The greatest achievement of humanity is not its works of art, science, or technology, but the recognition of its own dysfunction, its own madness. In the distant past, this recognition already came to a few individuals. A man called Gautama Siddhartha, who lived 2,600 years ago in India, was perhaps the first who saw it with absolute clarity. Later the title Buddha was conferred upon him. Buddha means “the awakened one.” At about the same time, another of humanity’s early awakened teachers emerged in China. His name was Lao Tzu. He left a record of his teaching in the form of one of the most profound spiritual books ever written, the Tao Te Ching. 
To recognize one’s own insanity, is of course, the arising of sanity, the beginning of healing and transcendence. A new dimension of consciousness had begun to emerge on the planet, a first tentative flowering. Those rare individuals then spoke to their contemporaries. They spoke of sin, of suffering, of delusion. They said, “Look how you live. See what you are doing, the suffering you create.” They then pointed to the possibility of awakening from the collective nightmare of “normal” human existence.
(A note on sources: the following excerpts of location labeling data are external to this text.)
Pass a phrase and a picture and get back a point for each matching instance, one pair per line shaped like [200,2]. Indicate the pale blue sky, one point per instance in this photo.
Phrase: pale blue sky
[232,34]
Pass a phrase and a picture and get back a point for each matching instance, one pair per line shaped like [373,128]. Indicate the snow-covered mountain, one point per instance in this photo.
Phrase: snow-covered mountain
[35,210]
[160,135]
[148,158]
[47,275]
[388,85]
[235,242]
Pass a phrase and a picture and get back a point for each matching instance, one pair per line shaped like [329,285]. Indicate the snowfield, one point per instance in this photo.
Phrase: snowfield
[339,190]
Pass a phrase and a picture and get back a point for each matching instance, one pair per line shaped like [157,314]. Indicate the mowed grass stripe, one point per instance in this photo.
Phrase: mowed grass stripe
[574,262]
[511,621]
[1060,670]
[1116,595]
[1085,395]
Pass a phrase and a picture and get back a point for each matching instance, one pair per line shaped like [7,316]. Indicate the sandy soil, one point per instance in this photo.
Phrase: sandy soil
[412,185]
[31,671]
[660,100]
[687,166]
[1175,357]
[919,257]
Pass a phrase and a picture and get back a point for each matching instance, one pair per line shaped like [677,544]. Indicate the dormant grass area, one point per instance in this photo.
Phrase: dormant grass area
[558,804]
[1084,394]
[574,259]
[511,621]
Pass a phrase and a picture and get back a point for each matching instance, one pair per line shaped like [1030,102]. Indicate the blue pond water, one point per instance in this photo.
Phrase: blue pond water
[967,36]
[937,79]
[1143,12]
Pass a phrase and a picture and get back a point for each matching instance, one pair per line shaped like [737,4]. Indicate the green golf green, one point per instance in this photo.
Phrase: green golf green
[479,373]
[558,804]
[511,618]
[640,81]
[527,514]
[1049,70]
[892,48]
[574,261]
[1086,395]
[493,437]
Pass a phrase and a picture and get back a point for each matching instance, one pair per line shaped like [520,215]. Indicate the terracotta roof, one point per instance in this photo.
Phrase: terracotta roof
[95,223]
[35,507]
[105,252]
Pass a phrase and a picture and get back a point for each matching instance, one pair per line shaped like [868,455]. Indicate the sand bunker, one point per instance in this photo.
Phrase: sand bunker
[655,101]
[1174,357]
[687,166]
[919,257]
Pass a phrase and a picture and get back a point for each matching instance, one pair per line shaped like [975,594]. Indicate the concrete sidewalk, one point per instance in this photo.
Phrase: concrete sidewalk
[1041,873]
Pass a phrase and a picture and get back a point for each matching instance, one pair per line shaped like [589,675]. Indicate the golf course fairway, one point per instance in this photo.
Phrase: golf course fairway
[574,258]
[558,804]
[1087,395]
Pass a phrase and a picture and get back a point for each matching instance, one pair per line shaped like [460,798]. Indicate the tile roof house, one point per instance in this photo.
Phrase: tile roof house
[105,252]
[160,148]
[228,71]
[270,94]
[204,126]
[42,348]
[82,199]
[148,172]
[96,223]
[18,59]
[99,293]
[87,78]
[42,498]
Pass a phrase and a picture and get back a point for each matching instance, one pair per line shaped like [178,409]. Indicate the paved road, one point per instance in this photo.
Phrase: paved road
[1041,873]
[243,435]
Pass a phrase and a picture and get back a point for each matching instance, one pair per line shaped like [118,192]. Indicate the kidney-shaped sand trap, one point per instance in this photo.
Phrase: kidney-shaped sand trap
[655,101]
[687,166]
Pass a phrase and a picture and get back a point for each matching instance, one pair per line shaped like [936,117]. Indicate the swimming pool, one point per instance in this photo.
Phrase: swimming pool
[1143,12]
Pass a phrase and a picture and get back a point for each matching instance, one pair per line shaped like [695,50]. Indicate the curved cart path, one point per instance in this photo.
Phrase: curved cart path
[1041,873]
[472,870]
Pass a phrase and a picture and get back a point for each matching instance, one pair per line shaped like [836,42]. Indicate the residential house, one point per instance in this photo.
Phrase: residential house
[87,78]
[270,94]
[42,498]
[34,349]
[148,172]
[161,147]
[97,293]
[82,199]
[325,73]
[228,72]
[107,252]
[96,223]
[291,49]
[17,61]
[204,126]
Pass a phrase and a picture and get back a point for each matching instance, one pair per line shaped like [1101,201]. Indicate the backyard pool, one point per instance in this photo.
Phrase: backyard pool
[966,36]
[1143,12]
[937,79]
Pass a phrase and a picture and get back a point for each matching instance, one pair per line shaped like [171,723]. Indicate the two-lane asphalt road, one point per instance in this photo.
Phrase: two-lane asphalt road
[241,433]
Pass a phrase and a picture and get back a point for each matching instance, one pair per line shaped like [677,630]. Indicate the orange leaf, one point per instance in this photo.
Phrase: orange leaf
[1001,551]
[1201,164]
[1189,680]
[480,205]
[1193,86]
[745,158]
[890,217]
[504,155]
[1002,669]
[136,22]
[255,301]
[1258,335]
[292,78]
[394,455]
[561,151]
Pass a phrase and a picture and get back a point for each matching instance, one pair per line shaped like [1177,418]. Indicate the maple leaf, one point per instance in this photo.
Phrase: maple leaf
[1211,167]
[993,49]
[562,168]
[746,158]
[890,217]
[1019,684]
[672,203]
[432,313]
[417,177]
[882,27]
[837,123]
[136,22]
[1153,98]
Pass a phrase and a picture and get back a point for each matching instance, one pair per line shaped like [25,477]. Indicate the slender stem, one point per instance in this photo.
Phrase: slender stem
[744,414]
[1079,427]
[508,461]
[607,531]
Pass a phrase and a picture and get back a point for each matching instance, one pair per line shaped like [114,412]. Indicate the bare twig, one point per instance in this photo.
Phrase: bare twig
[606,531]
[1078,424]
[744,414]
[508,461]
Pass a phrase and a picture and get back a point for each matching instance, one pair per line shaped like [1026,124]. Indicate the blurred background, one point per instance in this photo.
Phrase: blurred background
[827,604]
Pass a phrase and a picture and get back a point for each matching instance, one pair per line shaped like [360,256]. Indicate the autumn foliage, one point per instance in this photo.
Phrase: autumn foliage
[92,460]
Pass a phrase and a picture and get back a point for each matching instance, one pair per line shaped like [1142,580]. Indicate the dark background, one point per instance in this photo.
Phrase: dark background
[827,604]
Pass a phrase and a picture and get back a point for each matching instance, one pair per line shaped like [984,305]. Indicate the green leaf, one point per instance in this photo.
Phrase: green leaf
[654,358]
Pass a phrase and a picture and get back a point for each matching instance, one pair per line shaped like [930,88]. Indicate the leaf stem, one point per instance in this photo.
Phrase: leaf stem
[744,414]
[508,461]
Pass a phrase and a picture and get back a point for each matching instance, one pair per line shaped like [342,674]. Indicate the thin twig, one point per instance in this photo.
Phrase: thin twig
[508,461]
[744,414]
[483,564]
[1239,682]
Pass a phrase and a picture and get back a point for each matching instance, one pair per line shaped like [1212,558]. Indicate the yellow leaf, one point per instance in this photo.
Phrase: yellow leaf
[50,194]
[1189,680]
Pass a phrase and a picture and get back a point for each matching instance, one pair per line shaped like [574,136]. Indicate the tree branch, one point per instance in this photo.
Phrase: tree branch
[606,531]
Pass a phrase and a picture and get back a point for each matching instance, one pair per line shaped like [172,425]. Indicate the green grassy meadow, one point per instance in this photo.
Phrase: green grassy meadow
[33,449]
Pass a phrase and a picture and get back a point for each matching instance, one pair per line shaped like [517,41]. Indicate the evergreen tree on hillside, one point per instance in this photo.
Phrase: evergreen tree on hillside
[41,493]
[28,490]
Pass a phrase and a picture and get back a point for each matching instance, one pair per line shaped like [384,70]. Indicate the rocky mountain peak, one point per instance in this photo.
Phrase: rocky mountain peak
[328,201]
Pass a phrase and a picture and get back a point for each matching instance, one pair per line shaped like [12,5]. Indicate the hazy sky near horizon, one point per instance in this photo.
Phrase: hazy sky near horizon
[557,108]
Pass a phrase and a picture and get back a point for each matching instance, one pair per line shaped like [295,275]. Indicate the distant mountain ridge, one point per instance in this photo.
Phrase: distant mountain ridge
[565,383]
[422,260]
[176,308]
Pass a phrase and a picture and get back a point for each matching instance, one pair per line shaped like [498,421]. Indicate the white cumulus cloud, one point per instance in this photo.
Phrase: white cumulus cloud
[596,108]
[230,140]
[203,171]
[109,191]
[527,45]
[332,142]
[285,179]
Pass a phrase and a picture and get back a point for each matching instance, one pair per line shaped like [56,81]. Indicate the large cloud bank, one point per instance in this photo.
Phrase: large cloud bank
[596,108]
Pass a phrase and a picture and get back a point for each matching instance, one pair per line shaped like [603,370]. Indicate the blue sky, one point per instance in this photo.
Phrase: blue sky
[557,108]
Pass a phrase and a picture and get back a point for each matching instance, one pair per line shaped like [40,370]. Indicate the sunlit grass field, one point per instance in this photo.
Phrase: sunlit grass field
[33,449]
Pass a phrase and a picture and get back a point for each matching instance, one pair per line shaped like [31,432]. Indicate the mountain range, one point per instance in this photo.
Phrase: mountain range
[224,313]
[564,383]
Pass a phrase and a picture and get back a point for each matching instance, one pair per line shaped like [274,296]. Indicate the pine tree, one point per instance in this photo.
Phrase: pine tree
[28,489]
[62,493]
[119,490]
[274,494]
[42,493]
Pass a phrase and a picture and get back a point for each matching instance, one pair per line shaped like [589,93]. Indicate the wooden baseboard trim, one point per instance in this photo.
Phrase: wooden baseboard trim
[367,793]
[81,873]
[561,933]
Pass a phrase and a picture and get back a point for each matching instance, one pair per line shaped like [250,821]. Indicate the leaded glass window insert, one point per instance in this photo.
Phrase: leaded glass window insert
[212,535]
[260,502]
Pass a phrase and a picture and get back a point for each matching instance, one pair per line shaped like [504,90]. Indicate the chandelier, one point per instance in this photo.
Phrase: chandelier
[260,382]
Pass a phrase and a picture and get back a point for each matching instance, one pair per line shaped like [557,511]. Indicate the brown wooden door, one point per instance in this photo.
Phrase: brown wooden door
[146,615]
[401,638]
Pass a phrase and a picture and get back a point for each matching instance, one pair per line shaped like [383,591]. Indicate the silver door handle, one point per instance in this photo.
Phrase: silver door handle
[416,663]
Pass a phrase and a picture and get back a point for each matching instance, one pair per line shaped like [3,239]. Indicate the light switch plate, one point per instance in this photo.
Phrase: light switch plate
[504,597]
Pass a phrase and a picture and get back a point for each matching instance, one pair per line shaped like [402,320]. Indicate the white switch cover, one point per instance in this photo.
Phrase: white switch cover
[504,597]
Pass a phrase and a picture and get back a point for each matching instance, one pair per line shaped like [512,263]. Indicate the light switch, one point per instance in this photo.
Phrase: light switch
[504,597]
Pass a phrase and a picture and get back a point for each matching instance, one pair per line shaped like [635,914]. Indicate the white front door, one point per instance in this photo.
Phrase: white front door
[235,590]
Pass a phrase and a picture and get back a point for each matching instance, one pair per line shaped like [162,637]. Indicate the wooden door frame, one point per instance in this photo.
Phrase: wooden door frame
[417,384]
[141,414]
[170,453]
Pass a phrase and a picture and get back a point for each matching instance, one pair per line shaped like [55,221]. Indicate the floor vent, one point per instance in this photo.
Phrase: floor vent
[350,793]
They showed the way. (--from chapter 1, The New Earth, by Eckhart Tolle) http://res.allpdftools.com/allpdftools/pdf-download-resources/A_New_Earth.pdf
Quakers go.

Blessed be the name of silence!

Sunday morning; the songs they were, singing


Sunday morning.
“The beginning of love is the will to let those we love be perfectly themselves, the resolution not to twist them to fit our own image. If in loving them we do not love what they are, but only their potential likeness to ourselves, then we do not love them: we only love the reflection of ourselves we find in them” 
(― Thomas MertonNo Man Is an Island)
A good time to step outside our demands.
Do not depend on the hope of results. You may have to face the fact that your work will be apparently worthless and even achieve no result at all, if not perhaps results opposite to what you expect. As you get used to this idea, you start more and more to concentrate not on the results, but on the value, the rightness, the truth of the work itself. You gradually struggle less and less for an idea and more and more for specific people. In the end, it is the reality of personal relationship that saves everything.”     
 (--Thomas Merton, The Letters of Thomas Merton)
A good time to sit inside life's suchness.